Division of Endocrinology & Diabetes Children's Hospital of Philadelphia Philadelphia 19104.
Department of Neurology University of California Los Angeles Box 956975, 1-167 RNRC Los Angeles California 90095.
Department of Neurology University of Florida Room L3-100, McKnight Brain Institute, 1149 Newell Drive Gainesville Florida 32611.
Department of Pediatrics and Neurology University of Iowa Carver College of Medicine Iowa City Iowa.
Department of Neurology University of Rochester Rochester New York 14620.
Horizon Pharma, Inc. Lake Forest Illinois 60045.
Friedreich's Ataxia Research Alliance 533 W Uwchlan Ave Downingtown Pennsylvania 19335.



In vitro, in vivo, and open-label studies suggest that interferon gamma (IFN-γ 1b) may improve clinical features in Friedreich Ataxia through an increase in frataxin levels. The present study evaluates the efficacy and safety of IFN-γ 1b in the treatment of Friedreich Ataxia through a double-blind, multicenter, placebo-controlled trial.


Ninety-two subjects with FRDA between 10 and 25 years of age were enrolled. Subjects received either IFN-γ 1b or placebo for 6 months.

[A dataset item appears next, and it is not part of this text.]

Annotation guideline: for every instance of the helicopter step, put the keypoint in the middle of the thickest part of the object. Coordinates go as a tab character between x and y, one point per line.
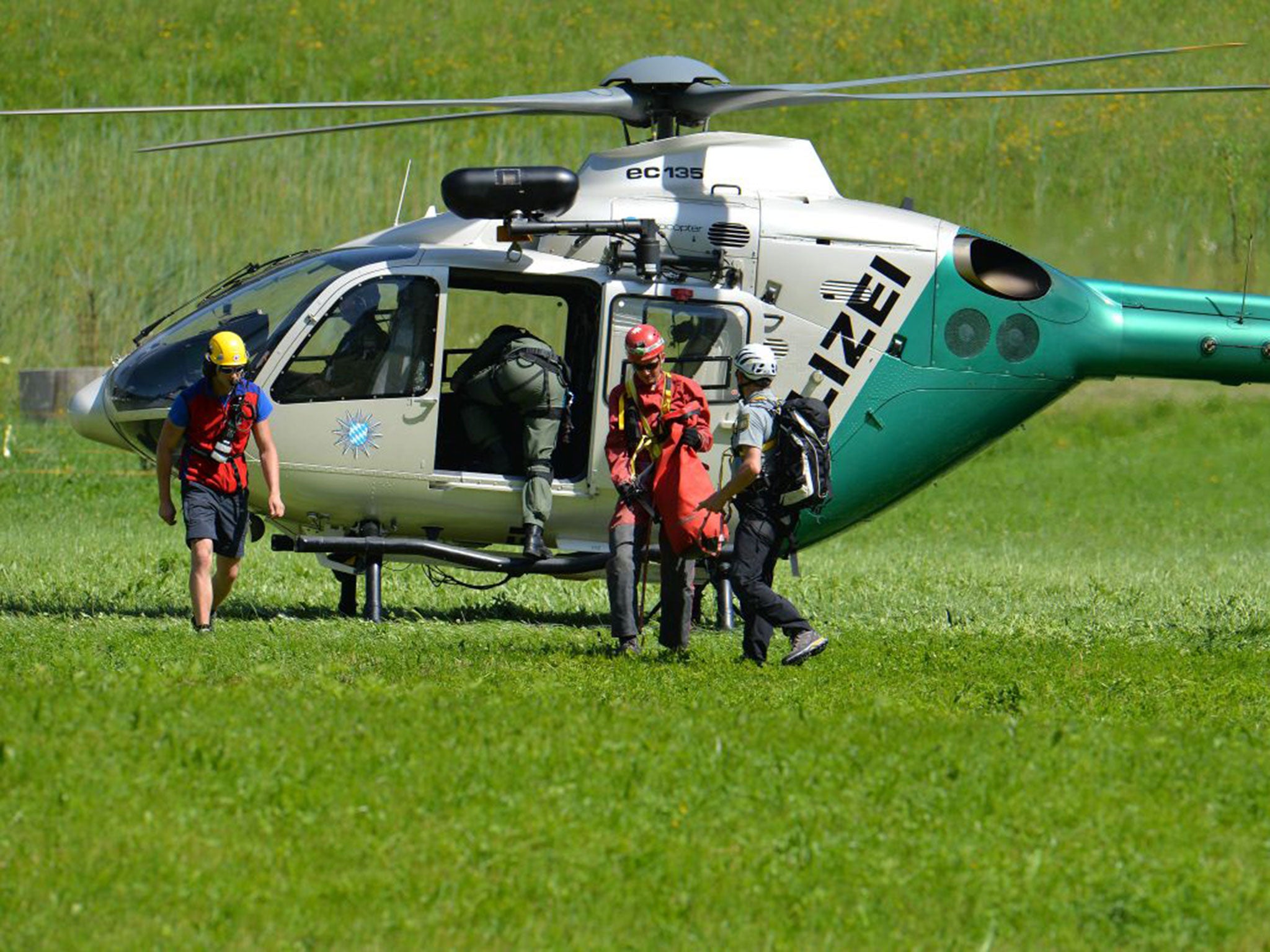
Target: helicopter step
371	550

The primary outcome measure was the modified Friedreich Ataxia Rating Scale (mFARS).


No difference was noted between the groups after 6 months of treatment in the mFARS or secondary outcome measures. No change was noted in buccal cell or whole blood frataxin levels. However, during an open-label extension period, subjects had a more stable course than expected based on natural history data.


This study provides no direct evidence for a beneficial effect of IFN-γ1b in FRDA. The modest stabilization compared to natural history data leaves open the possibility that longer studies may demonstrate benefit.

Conflict of interest statement

Julie Ball, Renee Perdok, Amy Grahn, Tom Vescio, and Jeffrey W. Sherman are employees of Horizon Pharmaceutical. David Lynch also receives grants from the MDA, FDA, NIH, FARA, and Reata Pharmaceutical.